Kipling suggested that the camel got its hump as an onomatopoeic punishment for saying "humph" once too often (a kind of Bactrian equivalent of a grunted "whatever" when it was asked to help out). The proverbial wisdom, on the other hand, has it that it is a horse designed by a committee, the implication being that consensus wasn't easy to arrive at. You won't be surprised to learn that Richard Dawkins doesn't have much time for either explanation, and he isn't very keen on the word "designed" either, a once relatively neutral term that has now been contaminated by the oxymoronic concept of intelligent design. Instead, he would prefer us to view the camel as a triumph of Darwinian evolution, and to that end he popped up now and then in Inside Nature's Giants to hymn the camel's uniquely specialised anatomy.
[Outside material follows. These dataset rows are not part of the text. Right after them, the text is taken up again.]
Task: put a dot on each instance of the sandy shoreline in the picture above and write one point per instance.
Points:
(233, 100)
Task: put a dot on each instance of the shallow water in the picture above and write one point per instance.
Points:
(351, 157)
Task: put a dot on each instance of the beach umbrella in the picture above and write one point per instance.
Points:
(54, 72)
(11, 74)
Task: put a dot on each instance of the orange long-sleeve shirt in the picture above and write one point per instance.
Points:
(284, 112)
If you've never seen it before the "inside" in the title isn't just metaphorical. The pitch for this post-mortem approach to the natural history film is simple. Find a big dead animal and take it apart to see what makes it tick. In the case of last night's programme, the first bit was relatively easy since camels, an introduced species in Australia, have taken to the outback so successfully that they now have to be regularly culled to protect indigenous animals. So after one had been dispatched with a head-shot, the crew rushed in to disassemble it.
It's usually a fairly stomach-turning affair, figuratively and literally. A camel's hump, for instance – effectively a rucksack of energy-supplying fat – looks a lot better from the outside than it does from the inside. But the programmes also invariably include a moment when everyone has to get up to their armpits in intestines, and haul everything into the open. "I think we should de-gas it," somebody said here, as several hundred pounds of camel viscera cooked gently in desert heat. There was a gentle hiss as the knife went in and a startled mutter as nostril met vapour. The hump, incidentally, has absolutely nothing to do with water, the camel's endurance having more to do with clever water retention than an inbuilt storage bowser.
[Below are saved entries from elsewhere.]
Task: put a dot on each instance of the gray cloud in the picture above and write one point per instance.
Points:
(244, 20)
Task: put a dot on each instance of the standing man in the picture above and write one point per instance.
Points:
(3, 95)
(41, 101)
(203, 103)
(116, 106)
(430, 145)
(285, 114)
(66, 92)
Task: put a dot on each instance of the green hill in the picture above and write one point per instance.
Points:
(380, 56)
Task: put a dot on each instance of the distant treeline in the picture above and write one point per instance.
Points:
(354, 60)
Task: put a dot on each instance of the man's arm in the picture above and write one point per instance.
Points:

The camel is beautifully adapted to cope with heat in other ways too. A protuberant callous on its chest (called the pedestal) lifts its body clear of the ground when it's kneeling down, so that cooling air flow can get in and around the body and it has an air-conditioning structure in its nose specifically designed to cool the blood entering the brain. Like the computer centre in a large building, this has to be kept at a stable temperature while the rest of the body can be allowed to fluctuate. By the end of the dissection – conducted under a blazing outback sun – it was getting harder to see specific details, thanks to another triumph of Darwinian adaptation, the blowfly, but what you had seen had been fascinating.
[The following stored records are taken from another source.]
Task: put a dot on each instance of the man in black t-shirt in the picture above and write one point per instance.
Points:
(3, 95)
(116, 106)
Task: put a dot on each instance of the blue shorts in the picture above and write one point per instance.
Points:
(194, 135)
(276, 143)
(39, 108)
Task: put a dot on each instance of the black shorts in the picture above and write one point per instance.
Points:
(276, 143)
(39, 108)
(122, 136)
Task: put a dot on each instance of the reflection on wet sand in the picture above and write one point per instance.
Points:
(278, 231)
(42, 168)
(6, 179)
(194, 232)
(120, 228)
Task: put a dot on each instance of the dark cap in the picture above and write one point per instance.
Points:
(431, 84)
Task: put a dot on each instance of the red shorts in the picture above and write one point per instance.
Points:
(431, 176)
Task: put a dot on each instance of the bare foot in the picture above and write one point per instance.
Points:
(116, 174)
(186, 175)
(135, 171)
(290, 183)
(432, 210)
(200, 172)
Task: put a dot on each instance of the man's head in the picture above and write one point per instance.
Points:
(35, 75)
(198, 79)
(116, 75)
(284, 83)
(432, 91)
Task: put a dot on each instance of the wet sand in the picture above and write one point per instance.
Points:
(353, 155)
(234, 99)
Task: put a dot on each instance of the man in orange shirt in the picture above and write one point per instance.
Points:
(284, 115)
Shameless is back and – I read somewhere – approaching its 100th episode. I hadn't watched for quite a while, having tired of its slightly callow celebration of amorality, and at first glance it looked in good spirits, as jubilant about misrule and fecklessness as it was in the first series. After a while, though, the misbehaviour began to seem a little strained again. And in the aftermath of the riots, you can't help wondering just a little bit about its approving relish for social delinquency. I know that's what's supposed to be on offer here – a tantalising glimpse of the happy bacchanal that lies just on the other side of the door marked Conscience. But even so it can grate. Last night's jolly escapades included the sale of ex-IRA guns to local gangsters ("See you love... take care," said Mimi cheerily, as a customer walks away with an AK47), disability-benefit fraud, murder, the near-rape of two strippers by a boozed-up stag party (only averted when the lairiest of the stags is shot in the leg), and, the cherry on top, two gangsters threatening a child until he weeps with fear. Pervasive throughout, and effectively endorsed by the narrative, is the idea that any contact with the police is "grassing". What's more, kindly sentiment is almost as rare as a sense of civic duty. Characters occasionally clamp together in desperate congress, but a far more typical exchange would be Frank's groggy riposte to his ex-wife's mother: "You lying, twisted, piss-stained old fraud." There's a difference between a fiction about people who never think about consequences and a fiction that pretends those consequences don't exist, and I wonder whether Shameless hasn't crossed over to the lesser of the two.